The history below is from the Ridge Route web site.
What is the Ridge Route?
“The Ridge Route Highway is that section of road that winds over the San Gabriel and Tehachapi Mountains between Castaic Junction on the south (where I-5 junctions with Hwy.126 to Ventura) and extends to the bottom of Grapevine Grade on the north where I-5 enters the great San Joaquin Valley.
The “Grapevine” is the 6 1/2 mile segment of the Ridge Route that extends from Fort Tejon to the bottom of Grapevine Grade. Many people erroneously believe that the “Grapevine” got its name because the original 1915 highway had a series of “switchbacks” which allowed early vehicles to gain elevation as they climbed the grade heading from Bakersfield toward Los Angeles. The serpentine path resembled a giant grapevine. Although this observation was true, the name actually came from the fact that early Wagoner’s had to hack their way through thick patches of Cimarron grapevines that inhabited “La Canada de Las Uvas,” Canyon of the Grapes. Traveling the grade today, look for patches of what appears to be ivy on both sides of the canyon near the truck run-a-way escape ramps. What you see are descendant vines which date back to the 1800s.
The news media Incorrectly refers to the entire Ridge Route as the Grapevine.
There have been (3) Ridge Route highways. The 1915 highway which is the focus of this web site; the 1933 three-lane Ridge Alternate Highway identified as Highway 99 (in 1947 converted to a 4-lane expressway); and today’s 8-lane I-5 freeway completed in 1970. The Ridge Alternate was severed with the construction of Pyramid Dam.”
Back in Spring 2005:
I had what my friend Otto would call ” One of Hans’ brilliant ideas” I laid out a route I would call the Wildflower Century. The plan was to ride road bikes from my house in Granada Hills to the Poppy reserve in the desert near Palmdale.

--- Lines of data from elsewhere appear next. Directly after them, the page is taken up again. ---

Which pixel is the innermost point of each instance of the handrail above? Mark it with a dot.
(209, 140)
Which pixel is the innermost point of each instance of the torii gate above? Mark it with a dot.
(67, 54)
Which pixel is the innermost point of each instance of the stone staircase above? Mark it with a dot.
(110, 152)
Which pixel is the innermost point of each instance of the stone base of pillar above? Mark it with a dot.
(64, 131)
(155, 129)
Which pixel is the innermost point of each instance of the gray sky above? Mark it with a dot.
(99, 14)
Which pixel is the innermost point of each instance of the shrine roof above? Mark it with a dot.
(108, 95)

This was before we had such things as Map my ride and Strava where you can easily plan out a bike route and show distance and elevation. Back then it was maps and some guesswork. I figured we would do a loop through the Poppy Reserve and it would be around 105 miles. Part of the loop would take us on the Old Ridge Route which none of us had been on before.

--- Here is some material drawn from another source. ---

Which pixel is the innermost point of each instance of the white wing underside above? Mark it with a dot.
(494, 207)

I figured it was a chance to take in the history of this historic road. The problem was the road is not maintained and 2005 was an El Nino year. The heavy rains had washed out some of the road and many rocks, sand and mud had slid down onto the road. Not to mention my miscalculation of mileage!
Once we made our way onto the unmaintained section of road we already had 95 miles logged! We were still at least 35 miles from my house!
As we started the first downhill section the road became really rough and we started to get flat tires! We would repair the flat and keep on rolling. I don’t know how many flats we had but I can guess it was close to 10 flats between the three of us. The sun was setting and darkness was upon us before we knew it.
I decided to call Hope to bail us out! She agreed to help us so I gave her directions. In the meantime we kept riding slowly in the dark while fixing the occasion flat. About an hour later when we saw the lights of Hope’s car approaching we all felt relief. The road was very dark and Otto commented about how brave Hope was to make the drive on this isolated unmaintained road alone. We were lucky she did!
Since that ride I always wanted to go back and explore this road. When my buddy Bernie told me he was going to ride it I decided to join him. This time I would ride it on my mountain bike. Ed would also join us on his mountain bike and Bernie would ride his gravel bike which is basically a road bike with heavier duty tires and rims.
We started the ride in Castaic and would ride 26 miles to the Sandberg Inn site and then return the same way. The terrain was mostly climbing though we did have some downhill sections that we would have to climb on the return trip.
We had perfect weather with an average temperature of 70 degrees. The skies were clear offering us some outstanding views. The gate was open so we did see a few cars and motorcycles. I am not sure if the gate is always open or not? We also saw a few other cyclists.
The road was in better shape this time around. The large landslides we had to hike around in 2005 had been repaired. It was nice to be able to take in this bit of history that I along with many other people have driven by on the 5 freeway just a mile or two away so many times before.
This time around we had zero flat tires and all went smoothly!